Addressing structural imbalances in knowledge production globally, is a responsibility for researchers, institutions and funders, and requires urgent effort. Simultaneously, there are also ways to foster opportunities, albeit imperfect, at the smaller and everyday scale of research practice. Such opportunities for learning, sharing and experience-gaining encourage a sense of co-creating knowledge in some ways, which everyone involved from their vantage points can benefit from.

The approach in the MigrationRhythms project was by no means perfect in vision, nor in practice. Throughout our fieldwork, we also fell short and scope always exists for future improvement. The realities of global structural imbalances and divides are pervasive in research. They continue to be a reality which all international research must face, engage with, and find ways to challenge and improve on.

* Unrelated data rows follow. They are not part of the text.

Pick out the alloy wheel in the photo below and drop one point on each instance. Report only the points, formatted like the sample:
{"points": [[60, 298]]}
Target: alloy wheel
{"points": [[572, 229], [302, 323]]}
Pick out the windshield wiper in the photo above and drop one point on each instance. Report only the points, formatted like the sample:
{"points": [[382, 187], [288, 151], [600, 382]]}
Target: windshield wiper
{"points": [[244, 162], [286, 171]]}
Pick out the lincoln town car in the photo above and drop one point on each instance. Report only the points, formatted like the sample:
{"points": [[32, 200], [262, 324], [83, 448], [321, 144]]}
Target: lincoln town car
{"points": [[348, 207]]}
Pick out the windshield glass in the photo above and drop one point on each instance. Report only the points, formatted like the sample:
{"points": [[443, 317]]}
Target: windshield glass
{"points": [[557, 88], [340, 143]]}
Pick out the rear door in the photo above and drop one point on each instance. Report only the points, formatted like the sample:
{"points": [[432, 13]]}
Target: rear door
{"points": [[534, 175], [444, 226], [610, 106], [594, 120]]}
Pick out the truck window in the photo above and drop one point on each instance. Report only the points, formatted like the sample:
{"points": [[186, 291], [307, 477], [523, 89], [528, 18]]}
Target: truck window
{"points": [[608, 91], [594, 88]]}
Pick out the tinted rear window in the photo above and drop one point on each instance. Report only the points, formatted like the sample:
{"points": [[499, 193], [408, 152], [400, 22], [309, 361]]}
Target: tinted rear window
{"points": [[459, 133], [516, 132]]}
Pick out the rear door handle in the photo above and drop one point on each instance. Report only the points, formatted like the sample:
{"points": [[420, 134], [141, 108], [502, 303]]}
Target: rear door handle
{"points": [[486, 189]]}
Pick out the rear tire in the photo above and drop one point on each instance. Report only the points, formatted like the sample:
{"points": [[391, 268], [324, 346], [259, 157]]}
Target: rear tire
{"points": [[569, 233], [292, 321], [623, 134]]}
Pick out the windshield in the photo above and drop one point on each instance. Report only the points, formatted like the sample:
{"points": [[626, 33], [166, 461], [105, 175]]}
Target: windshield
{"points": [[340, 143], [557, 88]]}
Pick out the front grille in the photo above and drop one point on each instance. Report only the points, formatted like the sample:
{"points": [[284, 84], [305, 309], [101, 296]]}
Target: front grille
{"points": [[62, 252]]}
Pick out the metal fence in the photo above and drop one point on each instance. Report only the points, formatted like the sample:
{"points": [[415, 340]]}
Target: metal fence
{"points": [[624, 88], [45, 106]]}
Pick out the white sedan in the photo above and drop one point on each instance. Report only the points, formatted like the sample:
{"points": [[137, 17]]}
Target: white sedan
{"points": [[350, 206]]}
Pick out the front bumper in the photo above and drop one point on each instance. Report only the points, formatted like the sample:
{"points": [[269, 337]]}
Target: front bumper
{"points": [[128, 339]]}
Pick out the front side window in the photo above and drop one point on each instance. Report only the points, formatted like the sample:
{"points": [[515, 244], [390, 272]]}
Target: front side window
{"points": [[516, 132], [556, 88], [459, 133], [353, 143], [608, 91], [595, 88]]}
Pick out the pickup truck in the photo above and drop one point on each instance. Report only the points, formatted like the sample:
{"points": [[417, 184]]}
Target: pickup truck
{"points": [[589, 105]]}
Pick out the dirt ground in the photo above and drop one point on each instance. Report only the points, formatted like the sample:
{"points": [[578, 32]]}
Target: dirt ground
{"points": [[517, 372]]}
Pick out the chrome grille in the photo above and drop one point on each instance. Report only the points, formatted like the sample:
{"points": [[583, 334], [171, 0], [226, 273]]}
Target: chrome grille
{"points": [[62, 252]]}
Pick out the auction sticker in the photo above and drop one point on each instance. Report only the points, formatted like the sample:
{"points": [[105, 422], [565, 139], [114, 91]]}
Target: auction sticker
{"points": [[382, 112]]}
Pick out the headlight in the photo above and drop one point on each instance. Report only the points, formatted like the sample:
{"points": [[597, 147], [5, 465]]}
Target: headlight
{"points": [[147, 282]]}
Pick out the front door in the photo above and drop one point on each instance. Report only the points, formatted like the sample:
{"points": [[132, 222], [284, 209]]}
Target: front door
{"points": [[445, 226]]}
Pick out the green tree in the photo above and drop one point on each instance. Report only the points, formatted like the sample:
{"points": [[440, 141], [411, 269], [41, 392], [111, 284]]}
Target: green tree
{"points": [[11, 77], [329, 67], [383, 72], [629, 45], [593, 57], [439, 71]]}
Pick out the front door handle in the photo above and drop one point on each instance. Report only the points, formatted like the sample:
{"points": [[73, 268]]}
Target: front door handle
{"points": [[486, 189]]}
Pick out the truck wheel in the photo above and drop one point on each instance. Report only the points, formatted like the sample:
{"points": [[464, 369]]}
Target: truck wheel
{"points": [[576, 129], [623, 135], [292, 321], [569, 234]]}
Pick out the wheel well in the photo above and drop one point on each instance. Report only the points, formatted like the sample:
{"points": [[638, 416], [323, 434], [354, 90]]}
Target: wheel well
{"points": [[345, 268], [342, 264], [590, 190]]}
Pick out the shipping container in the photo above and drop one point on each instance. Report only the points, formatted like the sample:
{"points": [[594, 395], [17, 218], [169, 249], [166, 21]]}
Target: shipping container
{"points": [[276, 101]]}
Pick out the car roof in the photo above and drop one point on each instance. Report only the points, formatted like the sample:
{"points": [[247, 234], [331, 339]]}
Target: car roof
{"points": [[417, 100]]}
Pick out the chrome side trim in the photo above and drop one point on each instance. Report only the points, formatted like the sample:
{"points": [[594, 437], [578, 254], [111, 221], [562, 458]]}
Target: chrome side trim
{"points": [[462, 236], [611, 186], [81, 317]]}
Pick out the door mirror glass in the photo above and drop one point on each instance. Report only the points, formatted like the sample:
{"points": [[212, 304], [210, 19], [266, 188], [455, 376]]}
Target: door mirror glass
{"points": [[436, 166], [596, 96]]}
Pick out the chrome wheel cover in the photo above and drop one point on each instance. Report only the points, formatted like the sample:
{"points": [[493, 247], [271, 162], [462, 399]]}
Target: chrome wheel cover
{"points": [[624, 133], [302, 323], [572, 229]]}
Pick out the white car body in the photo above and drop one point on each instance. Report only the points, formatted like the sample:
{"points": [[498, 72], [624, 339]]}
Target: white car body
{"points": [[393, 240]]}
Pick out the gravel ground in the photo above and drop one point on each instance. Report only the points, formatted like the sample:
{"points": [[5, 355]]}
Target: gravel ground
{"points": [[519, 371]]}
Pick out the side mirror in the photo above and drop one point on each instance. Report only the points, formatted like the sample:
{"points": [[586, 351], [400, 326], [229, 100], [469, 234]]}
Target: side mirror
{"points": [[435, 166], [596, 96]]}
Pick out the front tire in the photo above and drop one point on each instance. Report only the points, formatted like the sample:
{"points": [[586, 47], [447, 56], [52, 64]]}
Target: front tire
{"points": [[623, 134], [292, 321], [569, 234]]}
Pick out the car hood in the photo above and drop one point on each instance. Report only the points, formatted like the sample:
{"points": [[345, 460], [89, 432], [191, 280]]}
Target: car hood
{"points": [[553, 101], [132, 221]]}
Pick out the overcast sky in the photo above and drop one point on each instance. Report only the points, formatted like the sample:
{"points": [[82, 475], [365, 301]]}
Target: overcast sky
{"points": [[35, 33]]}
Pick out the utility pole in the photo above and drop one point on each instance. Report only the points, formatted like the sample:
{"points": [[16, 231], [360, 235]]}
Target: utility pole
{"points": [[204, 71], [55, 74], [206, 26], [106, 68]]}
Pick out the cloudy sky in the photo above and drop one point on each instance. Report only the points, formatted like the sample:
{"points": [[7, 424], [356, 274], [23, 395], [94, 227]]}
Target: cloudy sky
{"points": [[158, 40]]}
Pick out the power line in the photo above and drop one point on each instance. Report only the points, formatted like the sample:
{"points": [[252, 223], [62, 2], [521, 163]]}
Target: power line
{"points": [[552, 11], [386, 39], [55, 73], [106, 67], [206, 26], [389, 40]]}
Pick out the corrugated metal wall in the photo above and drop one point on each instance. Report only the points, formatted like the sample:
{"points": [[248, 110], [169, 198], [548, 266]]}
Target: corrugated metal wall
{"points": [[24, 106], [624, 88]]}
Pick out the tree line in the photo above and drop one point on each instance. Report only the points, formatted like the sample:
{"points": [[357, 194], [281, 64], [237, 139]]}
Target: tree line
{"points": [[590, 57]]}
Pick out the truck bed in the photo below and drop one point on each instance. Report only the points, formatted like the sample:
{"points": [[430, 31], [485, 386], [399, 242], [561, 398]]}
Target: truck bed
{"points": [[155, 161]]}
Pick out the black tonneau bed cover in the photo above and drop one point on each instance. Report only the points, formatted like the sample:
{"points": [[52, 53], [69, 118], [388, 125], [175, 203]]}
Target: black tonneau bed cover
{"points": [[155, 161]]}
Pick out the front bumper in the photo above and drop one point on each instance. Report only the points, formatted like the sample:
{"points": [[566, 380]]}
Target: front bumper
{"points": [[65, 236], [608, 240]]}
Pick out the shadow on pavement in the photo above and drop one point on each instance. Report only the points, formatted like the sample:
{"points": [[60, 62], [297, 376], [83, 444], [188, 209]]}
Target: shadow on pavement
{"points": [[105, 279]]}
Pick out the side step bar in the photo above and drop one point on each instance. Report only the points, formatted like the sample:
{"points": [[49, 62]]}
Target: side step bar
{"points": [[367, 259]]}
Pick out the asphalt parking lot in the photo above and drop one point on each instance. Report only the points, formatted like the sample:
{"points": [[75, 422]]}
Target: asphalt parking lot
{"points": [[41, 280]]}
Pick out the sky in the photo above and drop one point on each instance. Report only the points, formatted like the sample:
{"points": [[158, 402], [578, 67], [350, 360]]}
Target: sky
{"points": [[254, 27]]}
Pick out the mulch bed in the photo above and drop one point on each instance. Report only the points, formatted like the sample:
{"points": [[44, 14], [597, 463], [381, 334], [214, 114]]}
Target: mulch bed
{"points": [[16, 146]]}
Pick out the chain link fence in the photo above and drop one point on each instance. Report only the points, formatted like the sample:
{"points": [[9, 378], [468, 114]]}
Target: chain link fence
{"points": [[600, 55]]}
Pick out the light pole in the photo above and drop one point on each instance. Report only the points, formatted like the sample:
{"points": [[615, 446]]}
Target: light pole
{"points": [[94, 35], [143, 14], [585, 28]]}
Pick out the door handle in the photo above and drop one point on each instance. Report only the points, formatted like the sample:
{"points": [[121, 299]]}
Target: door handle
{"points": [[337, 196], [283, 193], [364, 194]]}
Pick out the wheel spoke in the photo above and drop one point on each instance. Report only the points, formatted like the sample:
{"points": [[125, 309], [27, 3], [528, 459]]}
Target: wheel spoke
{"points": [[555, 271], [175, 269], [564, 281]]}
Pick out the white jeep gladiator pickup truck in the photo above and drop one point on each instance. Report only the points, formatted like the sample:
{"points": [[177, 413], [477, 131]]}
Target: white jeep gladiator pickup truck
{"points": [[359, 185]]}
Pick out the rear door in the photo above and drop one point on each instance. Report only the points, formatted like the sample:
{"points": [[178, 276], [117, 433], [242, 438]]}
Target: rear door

We hope these reflections contribute to openness in sharing experiences where research projects in small ways try to face global asymmetries in research, with an approach that seeks to be consciously ethical, while acknowledging flaws and shortcomings. We have tried to do this not just by recognizing that these issues exist. But also by being reflexive about our collaborative practice across the differing roles and locations of colleagues, respecting and recognizing everyone involved, and mutually trying to find ways to support one another, and continue processes of mutual learning.